Dankenswerterweise hat AchGut auf die AGI des RKI hingewiesen. Dort findet man sehr ausführliche Wochenberichte über alle akuten Atemwegserkrankungen und dazu Jahresvergleichsdiagramme , die zeigen, wie wir von Politikern und Haltungsmedien hinter die Fichte geführt werden!

sybille eden / 15.05.2021

Liebe Leser, begreift es doch, die Corona Einschränkungen sind die GENERALPROBE für das KLIMAREGIME, daß speziell von den Grünen in Europa installiert werden soll ! Es wird dann viele Lockdowns geben, je nach belieben. Es wird einfach der Klimanotstand ausgerufen und schon wird das neue Hygienegesetz angewendet.  Das BVG hat schon mal die Marschroute festgeschrieben. Nach dem totalitären Coronasystem kommt der totalitäre Klimastaat. Und was dann kommt….......wer weiß........

Dr Stefan Lehnhoff / 15.05.2021

Frau Jakobi, Sie haben es nicht begriffen. Sie beziehen Blödsinnsdaten auf echte. Wenn Sie behaupten, graue Haare sein eine gefährliche Seuche, werden Sie viele Menschen finden, die mit oder an grauen Haaren gestorben sind und auch herausfinden, dass Alter offenbar ein erheblicher Risikofaktor sind. Harte Daten sind nur echte Tote und echte Lungenentzündungen- und davon gab es jeweils 2020 WENIGER als normal zu erwarten war. Ganz offiziell und unbestreitbar. Comprende?
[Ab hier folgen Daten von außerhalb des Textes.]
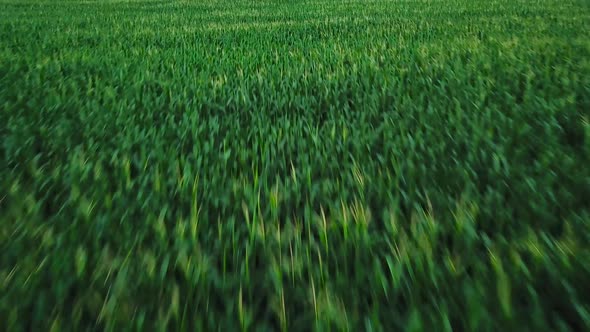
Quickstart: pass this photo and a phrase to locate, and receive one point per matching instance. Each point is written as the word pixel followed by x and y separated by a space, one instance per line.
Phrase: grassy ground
pixel 295 165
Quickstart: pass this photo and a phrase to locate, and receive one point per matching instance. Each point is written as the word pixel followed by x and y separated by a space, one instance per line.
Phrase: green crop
pixel 295 165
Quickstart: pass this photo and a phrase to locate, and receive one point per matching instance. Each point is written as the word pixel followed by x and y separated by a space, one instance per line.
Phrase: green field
pixel 309 165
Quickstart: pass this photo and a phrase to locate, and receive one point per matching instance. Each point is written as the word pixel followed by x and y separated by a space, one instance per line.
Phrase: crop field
pixel 312 165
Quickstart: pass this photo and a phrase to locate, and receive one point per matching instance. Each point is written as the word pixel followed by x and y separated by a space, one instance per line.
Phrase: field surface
pixel 295 165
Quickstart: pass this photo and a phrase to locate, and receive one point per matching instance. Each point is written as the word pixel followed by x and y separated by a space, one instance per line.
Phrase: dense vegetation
pixel 295 165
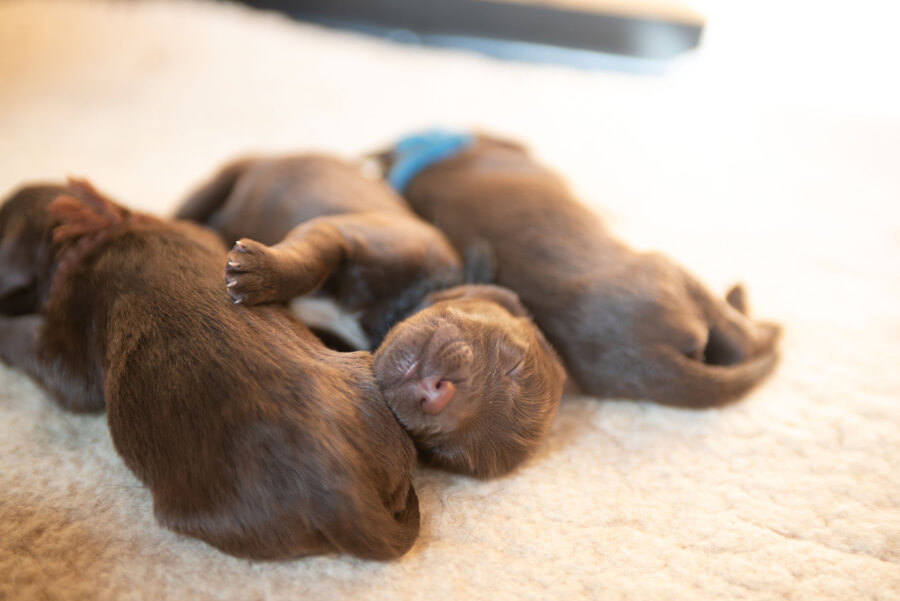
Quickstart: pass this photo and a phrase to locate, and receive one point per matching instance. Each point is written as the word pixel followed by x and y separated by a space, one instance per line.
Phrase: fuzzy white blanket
pixel 764 157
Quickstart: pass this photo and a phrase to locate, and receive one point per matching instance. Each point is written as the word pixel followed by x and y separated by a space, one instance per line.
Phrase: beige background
pixel 770 156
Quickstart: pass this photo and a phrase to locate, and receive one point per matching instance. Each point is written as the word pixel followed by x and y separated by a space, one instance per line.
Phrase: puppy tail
pixel 373 531
pixel 203 203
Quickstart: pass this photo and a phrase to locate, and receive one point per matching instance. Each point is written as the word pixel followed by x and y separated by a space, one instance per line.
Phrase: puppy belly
pixel 324 314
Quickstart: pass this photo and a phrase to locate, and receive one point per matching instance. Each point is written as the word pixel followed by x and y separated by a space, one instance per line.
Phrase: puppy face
pixel 25 230
pixel 471 379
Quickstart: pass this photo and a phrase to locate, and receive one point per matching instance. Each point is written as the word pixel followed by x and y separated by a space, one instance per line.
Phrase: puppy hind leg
pixel 299 264
pixel 733 337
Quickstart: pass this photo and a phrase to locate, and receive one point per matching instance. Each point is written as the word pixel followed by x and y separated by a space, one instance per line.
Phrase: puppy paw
pixel 251 274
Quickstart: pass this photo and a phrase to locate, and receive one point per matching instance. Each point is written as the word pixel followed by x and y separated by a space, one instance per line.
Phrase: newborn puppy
pixel 627 324
pixel 468 374
pixel 251 435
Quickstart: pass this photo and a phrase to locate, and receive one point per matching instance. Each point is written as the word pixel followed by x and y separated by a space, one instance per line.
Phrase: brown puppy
pixel 627 324
pixel 468 375
pixel 250 434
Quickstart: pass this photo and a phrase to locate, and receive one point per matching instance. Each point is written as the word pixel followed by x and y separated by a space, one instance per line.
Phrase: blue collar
pixel 418 151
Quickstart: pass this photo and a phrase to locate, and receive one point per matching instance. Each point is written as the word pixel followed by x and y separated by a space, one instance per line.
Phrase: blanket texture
pixel 765 157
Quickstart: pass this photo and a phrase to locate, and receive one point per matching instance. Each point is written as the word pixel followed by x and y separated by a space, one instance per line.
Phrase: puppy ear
pixel 504 297
pixel 83 211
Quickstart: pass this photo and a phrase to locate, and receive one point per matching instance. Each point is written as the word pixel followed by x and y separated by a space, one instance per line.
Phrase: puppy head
pixel 37 224
pixel 472 380
pixel 25 237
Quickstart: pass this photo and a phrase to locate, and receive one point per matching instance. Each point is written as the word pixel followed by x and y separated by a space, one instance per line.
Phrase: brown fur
pixel 354 240
pixel 627 324
pixel 250 434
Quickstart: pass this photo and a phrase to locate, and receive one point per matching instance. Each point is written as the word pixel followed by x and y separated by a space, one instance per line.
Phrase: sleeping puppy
pixel 251 435
pixel 627 324
pixel 468 375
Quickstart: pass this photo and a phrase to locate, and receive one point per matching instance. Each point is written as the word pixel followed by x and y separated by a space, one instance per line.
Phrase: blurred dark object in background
pixel 645 29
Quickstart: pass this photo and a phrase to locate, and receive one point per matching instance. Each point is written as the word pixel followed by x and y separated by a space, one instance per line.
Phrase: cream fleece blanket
pixel 764 157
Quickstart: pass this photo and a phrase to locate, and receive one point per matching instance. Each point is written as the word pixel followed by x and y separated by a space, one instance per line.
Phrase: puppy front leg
pixel 21 347
pixel 256 273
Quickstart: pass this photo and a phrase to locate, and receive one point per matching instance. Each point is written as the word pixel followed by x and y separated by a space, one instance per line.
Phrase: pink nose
pixel 434 394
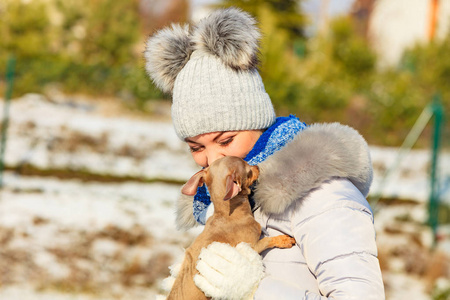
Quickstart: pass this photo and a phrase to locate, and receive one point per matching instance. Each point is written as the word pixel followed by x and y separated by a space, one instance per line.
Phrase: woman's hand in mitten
pixel 228 272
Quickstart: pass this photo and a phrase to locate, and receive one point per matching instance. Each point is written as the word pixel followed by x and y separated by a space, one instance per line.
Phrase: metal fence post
pixel 433 205
pixel 8 93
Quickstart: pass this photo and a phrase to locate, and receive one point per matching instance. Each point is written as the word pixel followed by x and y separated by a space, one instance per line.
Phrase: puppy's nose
pixel 213 156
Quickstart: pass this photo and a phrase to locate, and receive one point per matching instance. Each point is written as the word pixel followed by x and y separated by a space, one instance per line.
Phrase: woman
pixel 313 179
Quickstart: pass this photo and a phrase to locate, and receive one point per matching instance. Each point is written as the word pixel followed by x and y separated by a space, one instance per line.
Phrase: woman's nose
pixel 213 156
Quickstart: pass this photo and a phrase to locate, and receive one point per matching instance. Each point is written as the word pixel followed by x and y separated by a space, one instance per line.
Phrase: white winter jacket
pixel 314 189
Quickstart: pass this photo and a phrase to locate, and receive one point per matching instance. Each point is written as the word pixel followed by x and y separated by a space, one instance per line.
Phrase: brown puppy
pixel 228 180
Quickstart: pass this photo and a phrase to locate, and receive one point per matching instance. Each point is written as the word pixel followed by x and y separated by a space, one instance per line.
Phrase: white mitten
pixel 228 272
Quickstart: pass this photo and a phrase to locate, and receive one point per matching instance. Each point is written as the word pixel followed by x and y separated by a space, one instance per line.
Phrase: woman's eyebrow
pixel 187 140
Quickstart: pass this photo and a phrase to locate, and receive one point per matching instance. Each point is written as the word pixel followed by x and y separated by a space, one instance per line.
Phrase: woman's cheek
pixel 199 159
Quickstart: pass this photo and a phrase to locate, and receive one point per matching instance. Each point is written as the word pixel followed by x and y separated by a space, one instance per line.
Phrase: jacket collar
pixel 317 154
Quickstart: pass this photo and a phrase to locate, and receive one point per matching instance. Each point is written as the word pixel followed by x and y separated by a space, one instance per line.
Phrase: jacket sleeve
pixel 334 229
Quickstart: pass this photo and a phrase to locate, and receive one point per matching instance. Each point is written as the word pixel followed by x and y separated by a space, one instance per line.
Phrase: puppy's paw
pixel 283 241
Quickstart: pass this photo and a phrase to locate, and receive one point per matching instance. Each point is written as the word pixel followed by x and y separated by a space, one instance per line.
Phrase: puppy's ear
pixel 232 187
pixel 190 187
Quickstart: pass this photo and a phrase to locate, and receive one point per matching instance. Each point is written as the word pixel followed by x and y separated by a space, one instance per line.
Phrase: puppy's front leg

Michael Palusch / 15.05.2021

Was kann es für Politiker Schöneres geben: Man fixiere die Öffentlichkeit auf einen Erreger um dessen relative Harmlosigkeit man weiß, blase diesen dann medial zu tödlichsten Keim aller Zeiten auf, bittet das Panikorchester Platz zu nehmen und die ständig wechselnden Dirigenten den Stab zu erheben, gebe dann vor, mit den härtesten Eingriffen und Zumutungen aller Art den sicheren Tod verhindern zu können, stelle eine Medikament, genannt Impfung, als ultimatives “Heilmittel” in das Zentrum der Argumentation, und lasse sich dann dafür von den Massen auch noch frenetisch feiern!  Habe gestern folgendes im BR-Videotext zufällig gelesen und konnte es kaum glauben: ‘In Alten- und Pflegeheimen soll künftig die Testpflicht für Geimpfte und “Genesene” (positiver PCR-Test, auch von Asymptomatischen -bis 03/2020 auch Gesunde genannt- nicht jünger als 28 Tage und nicht älter als 6 Monate) entfallen?!’ Und das bei einer “Impfung” die nicht sterilisierend wirkt, und mit einem Test, welcher alleine keine Erkrankung nachweist wovon man genesen könnte? In beiden Fällen ist eine erneute Infektion durchaus möglich. Wird hier gerade gezielt die “4.Welle” vorbereitet oder ist die Maske der Politik zufällig verrutscht bzw. der Gummi gerissen?